# Selling Droid X (not an ad, asking advice)



## rolandct (Jun 14, 2011)

OK, so I have never bothered to sell a phone before as this is the first one that actually might be worth the effort. I'm going to sell my Droid X with accessories, I know there is ebay, but I'm afraid without having sold anything before I'm not likely to get many (good) bids/offers. Not sure yet about Craig's list. Any other sites worth checking? In particular I want to get something more than just the phone value since I have both Moto docks and 2 extended batteries and one of them is only a month old.

Thanks.


----------



## mcp770 (Jun 11, 2011)

"rolandct said:


> OK, so I have never bothered to sell a phone before as this is the first one that actually might be worth the effort. I'm going to sell my Droid X with accessories, I know there is ebay, but I'm afraid without having sold anything before I'm not likely to get many (good) bids/offers. Not sure yet about Craig's list. Any other sites worth checking? In particular I want to get something more than just the phone value since I have both Moto docks and 2 extended batteries and one of them is only a month old.
> 
> Thanks.


I sold a two year old blackberry on craigslist with accessories for 125.00 and it sold in 15 minutes. Do a search on craigslist in your area for the X and make a sale price based on the average... It will sell. Always people looking for phones with clean esn numbers that don't want contracts.


----------



## rolandct (Jun 14, 2011)

Thanks, I'll try craigslist then. Well, after the Nexus comes out that is.


----------



## cleverjenks (Sep 6, 2011)

Try swappa...its a site specifically for selling Android phones


----------



## haxatak (Jun 17, 2011)

"cleverjenks said:


> Try swappa...its a site specifically for selling Android phones


I was about to say the same thing about swappa lol


----------



## UnfedBear67 (Jul 31, 2011)

cleverjenks said:


> Try swappa...its a site specifically for selling Android phones


Swappa is the place to go


----------



## mechgamer123 (Jun 15, 2011)

Might want to try selling on craigslist, I've sold lots of stuff before. Just be sure not to overpriced your phone, and try selling one of the docks and batteries separately.
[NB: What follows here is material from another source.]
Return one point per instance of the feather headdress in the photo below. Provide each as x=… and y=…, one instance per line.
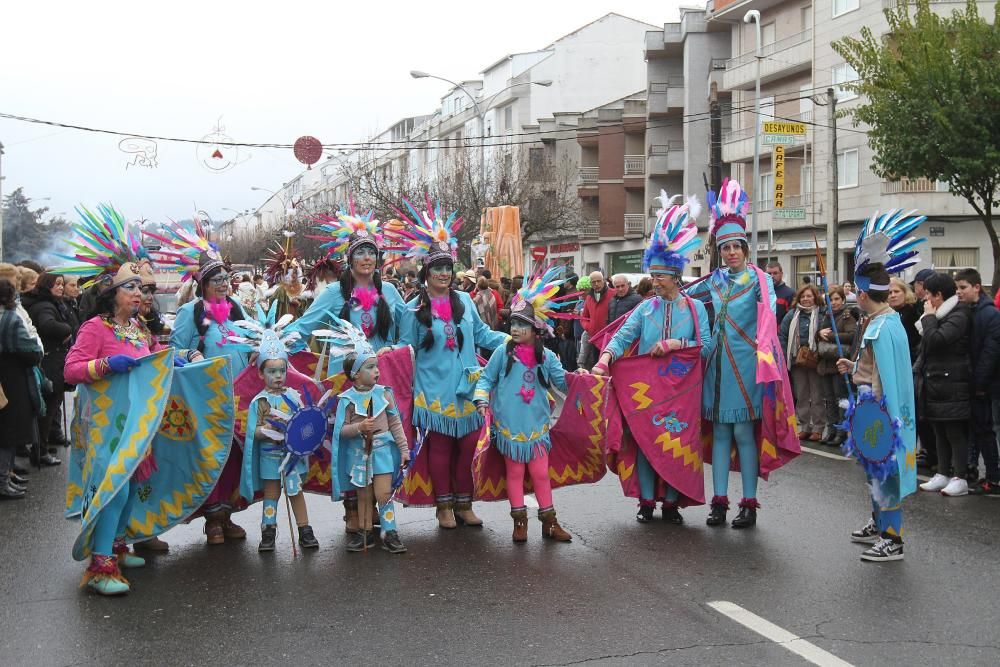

Sent from CM4DXGB using Tapatalk


----------



## rolandct (Jun 14, 2011)

cleverjenks said:


> Try swappa...its a site specifically for selling Android phones


Thanks, I'll check it out.


----------



## rolandct (Jun 14, 2011)

*Double post due to Chrome madness*


----------



## DrkDroid (Jun 22, 2011)

i don't know where ur from, but in my parts craigslist could get you shot in the face.....just be careful and always meet in a heavily crowded area

Sent from my ADR6400L using Tapatalk


----------